IMO This shows we should consider BLS a lot more. For multisig it’s great, however when not multisig then we should be using ed keys. Right now clients are all BLS, but that may need to change. Not a huge deal (it’s just another algo) so Signature for us may need to become
So not a showstopper in any sense. It’s things like these checks @mav and others do that allow us to be significantly more efficient. We knew bls is much slower, but seeing it laid out is a compelling picture and stops us from ignoring that fact. Many client actions will be small messages so it makes sense, if a data item is individually owned then we use ed keys, otherwise, we use BLS keys. So all BLS use will be multisig and never individual key use, which is actually nice.
I thought that its typically the hash of a message youre signing, not the message itself, because of the slowness of pubkey crypto? But BLS seem not to be that bad for large msgs.
So the comparison, despite being different lengths, is valid since it allows us to see the portion of time spent during each signature on the hashing.

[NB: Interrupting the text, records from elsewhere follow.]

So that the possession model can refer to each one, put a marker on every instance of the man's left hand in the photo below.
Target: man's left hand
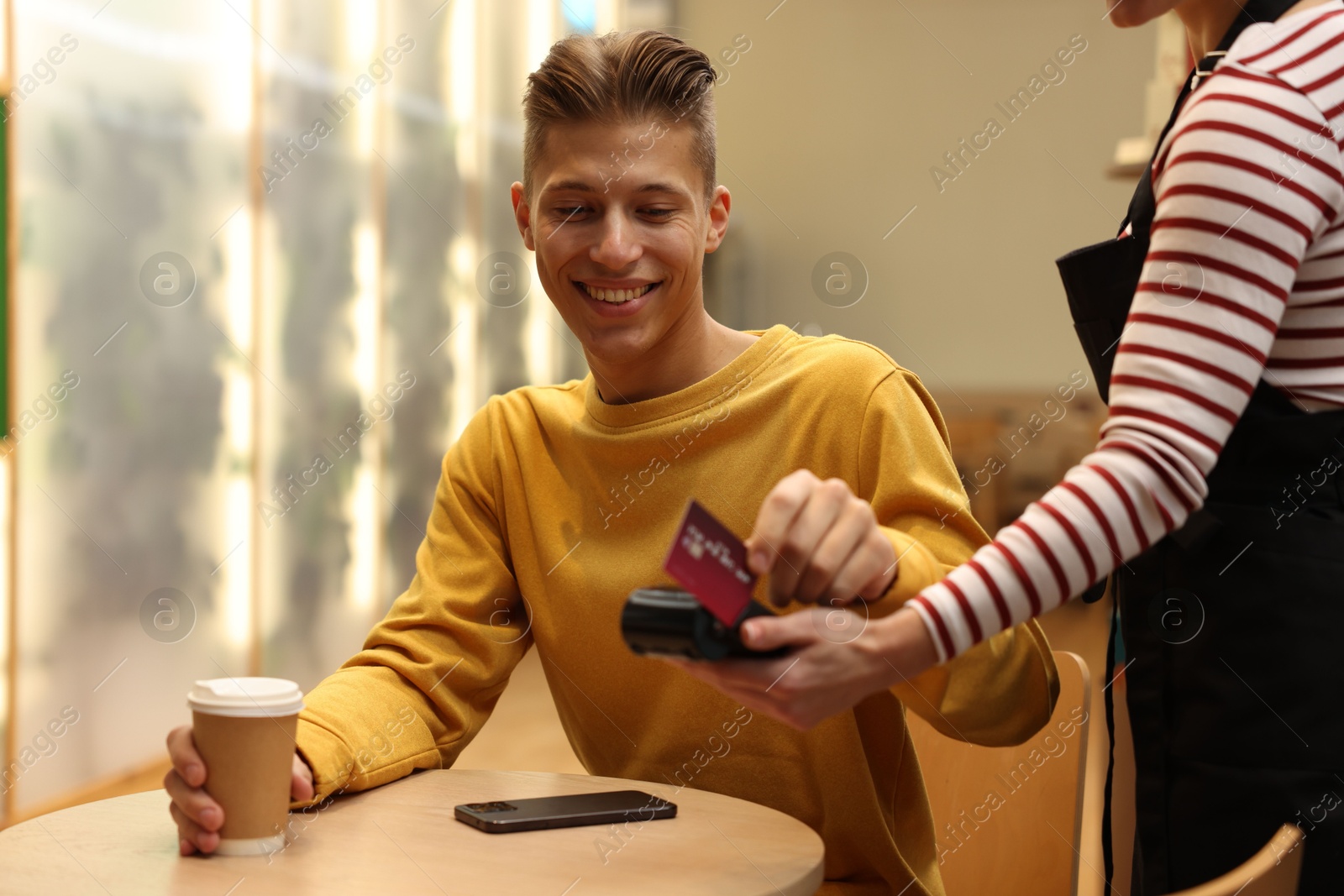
(826, 672)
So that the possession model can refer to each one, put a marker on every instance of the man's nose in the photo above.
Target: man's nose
(617, 246)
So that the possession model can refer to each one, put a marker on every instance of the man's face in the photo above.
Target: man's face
(620, 241)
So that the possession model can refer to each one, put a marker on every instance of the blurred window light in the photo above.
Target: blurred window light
(580, 15)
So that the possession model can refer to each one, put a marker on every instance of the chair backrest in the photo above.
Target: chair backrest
(1270, 872)
(1007, 820)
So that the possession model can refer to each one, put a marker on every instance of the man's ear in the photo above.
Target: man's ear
(719, 206)
(522, 214)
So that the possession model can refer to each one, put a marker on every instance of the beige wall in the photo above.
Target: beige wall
(830, 125)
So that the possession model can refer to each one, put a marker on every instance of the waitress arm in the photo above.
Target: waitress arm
(1236, 217)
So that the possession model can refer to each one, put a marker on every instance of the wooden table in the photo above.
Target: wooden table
(402, 839)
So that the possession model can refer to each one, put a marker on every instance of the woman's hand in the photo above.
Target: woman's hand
(819, 542)
(837, 661)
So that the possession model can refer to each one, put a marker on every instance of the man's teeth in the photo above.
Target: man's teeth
(617, 296)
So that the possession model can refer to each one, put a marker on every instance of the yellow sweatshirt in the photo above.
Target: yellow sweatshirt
(554, 506)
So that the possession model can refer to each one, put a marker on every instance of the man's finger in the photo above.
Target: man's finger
(302, 781)
(819, 515)
(192, 833)
(181, 752)
(839, 550)
(777, 512)
(866, 573)
(195, 802)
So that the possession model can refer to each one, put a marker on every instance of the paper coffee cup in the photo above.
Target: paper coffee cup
(245, 731)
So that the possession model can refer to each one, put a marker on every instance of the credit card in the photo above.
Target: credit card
(711, 563)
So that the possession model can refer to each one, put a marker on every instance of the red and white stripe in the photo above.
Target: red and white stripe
(1243, 281)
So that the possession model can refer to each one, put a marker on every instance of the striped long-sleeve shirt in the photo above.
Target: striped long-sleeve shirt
(1243, 281)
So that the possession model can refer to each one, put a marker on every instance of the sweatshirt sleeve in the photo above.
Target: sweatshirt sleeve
(1234, 219)
(1005, 689)
(433, 668)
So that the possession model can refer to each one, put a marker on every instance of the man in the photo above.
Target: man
(558, 501)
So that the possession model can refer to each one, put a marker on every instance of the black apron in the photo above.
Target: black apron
(1233, 624)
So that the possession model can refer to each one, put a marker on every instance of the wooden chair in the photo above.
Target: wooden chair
(1008, 819)
(1270, 872)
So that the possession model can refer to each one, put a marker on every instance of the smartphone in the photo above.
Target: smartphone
(612, 808)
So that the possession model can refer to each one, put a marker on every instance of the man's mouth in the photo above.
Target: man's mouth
(616, 296)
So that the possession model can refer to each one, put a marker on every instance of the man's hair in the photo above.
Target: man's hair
(622, 78)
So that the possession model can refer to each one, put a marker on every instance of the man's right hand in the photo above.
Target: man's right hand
(197, 815)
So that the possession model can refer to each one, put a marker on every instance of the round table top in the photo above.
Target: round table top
(402, 839)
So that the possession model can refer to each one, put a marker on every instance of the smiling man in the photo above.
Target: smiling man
(559, 500)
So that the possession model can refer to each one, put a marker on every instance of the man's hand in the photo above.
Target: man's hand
(199, 817)
(820, 543)
(822, 676)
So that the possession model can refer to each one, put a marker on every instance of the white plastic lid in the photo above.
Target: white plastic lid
(246, 698)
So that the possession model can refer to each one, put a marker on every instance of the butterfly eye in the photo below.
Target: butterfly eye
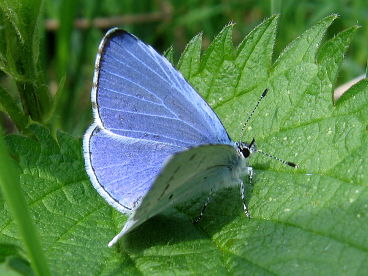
(245, 151)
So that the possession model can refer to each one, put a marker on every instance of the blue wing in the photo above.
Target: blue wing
(144, 112)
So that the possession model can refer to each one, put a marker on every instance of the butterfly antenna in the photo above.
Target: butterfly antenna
(254, 109)
(291, 164)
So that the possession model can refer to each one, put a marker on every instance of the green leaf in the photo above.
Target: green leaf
(169, 54)
(311, 220)
(8, 105)
(19, 54)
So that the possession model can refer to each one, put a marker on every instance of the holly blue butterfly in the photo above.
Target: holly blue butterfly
(154, 142)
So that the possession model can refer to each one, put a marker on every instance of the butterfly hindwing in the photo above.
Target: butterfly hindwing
(188, 175)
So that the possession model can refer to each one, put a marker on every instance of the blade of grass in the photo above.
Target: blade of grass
(12, 193)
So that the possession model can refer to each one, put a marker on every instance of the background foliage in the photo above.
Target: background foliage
(310, 224)
(64, 65)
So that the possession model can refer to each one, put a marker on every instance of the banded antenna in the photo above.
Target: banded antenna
(251, 114)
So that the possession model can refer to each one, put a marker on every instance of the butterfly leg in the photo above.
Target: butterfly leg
(242, 191)
(198, 218)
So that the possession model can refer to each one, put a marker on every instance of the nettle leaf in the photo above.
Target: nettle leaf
(310, 220)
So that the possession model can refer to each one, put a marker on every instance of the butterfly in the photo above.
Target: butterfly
(155, 142)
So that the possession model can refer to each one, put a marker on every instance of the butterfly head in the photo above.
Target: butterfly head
(247, 149)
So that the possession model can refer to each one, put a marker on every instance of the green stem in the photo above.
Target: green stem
(275, 7)
(12, 193)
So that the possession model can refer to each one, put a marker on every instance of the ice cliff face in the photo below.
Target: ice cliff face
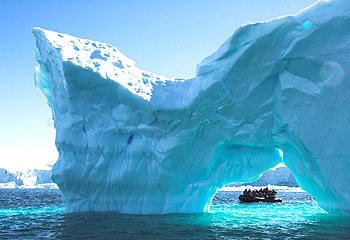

This made me wonder though if we could remove the dependency on sha2-512 and use only sha3-256, since ed25519-dalek has a function sign_prehashed. But then I saw within that functin sha2-512 is called anyhow so there’s no avoiding it. Nice little comment to go with it:
performance was benchmarked vs the Rust bls12_381 crate on a 32GB, 3.7GHz i5-9600K CPU. FPGA is running at 200MHz. … see a 2.9x speedup in the final ate pairing.
I would have thought more than 2.9x speedup. They list 4 points for Future Optimizations, but anyway, this was an interesting result to me, I would have expected greater speed improvements.
supranational have a bls implementation with rust wrappers, it’s “a BLS12-381 signature library focused on performance and security. It is written in C and assembly.”
I added this to the benchmarks (commit d71b596), it’s fast.
(TC is threshold_crypto currently used by sn_node etc, BLST is supranational blst crate)
Test
TC
BLST
TC/BLST
Sign 32 bytes (µs)
2379.36
192.81
12.34
Sign 1 MiB (µs)
5934.10
2736.71
2.17
Verify 32 bytes sig (µs)
6235.49
846.80
7.36
Verify 1 MiB sig (µs)
9937.81
3471.24
2.86
Signing small messages blst was about 12x faster than threshold_crypto
Verifying small messages blst was about 7x faster than threshold_crypto
Signing and verifying large messages blst was about 2-3x faster than threshold_crypto
There are two modes for blst, one for minimal-pubkey-size operations and one for minimal-signature-size operations. This test was done with minimal-signature-size operations, although I did test with minimal-pubkey-size operations and it was a little slower but still much faster than threshold_crypto.
Be aware this is a very basic test and group multisig operations haven’t been tested, but on the first impression it seems pretty fast.
Veryify 32B with / without avx2: 36,452 ns / 57,232 ns
Veryify 1 MB with / without avx2: 2,359,297 ns / 2,818,746 ns
Using avx2 is up to 1.57x faster signature verification on my laptop.
It was a bit messy for me to get working, I couldn’t get the --features=avx2_backend flag to work since it’s a curve25519-dalek feature not an ed25519-dalek feature.
Potentially an easy win to implement at some stage since the default is not to use avx2.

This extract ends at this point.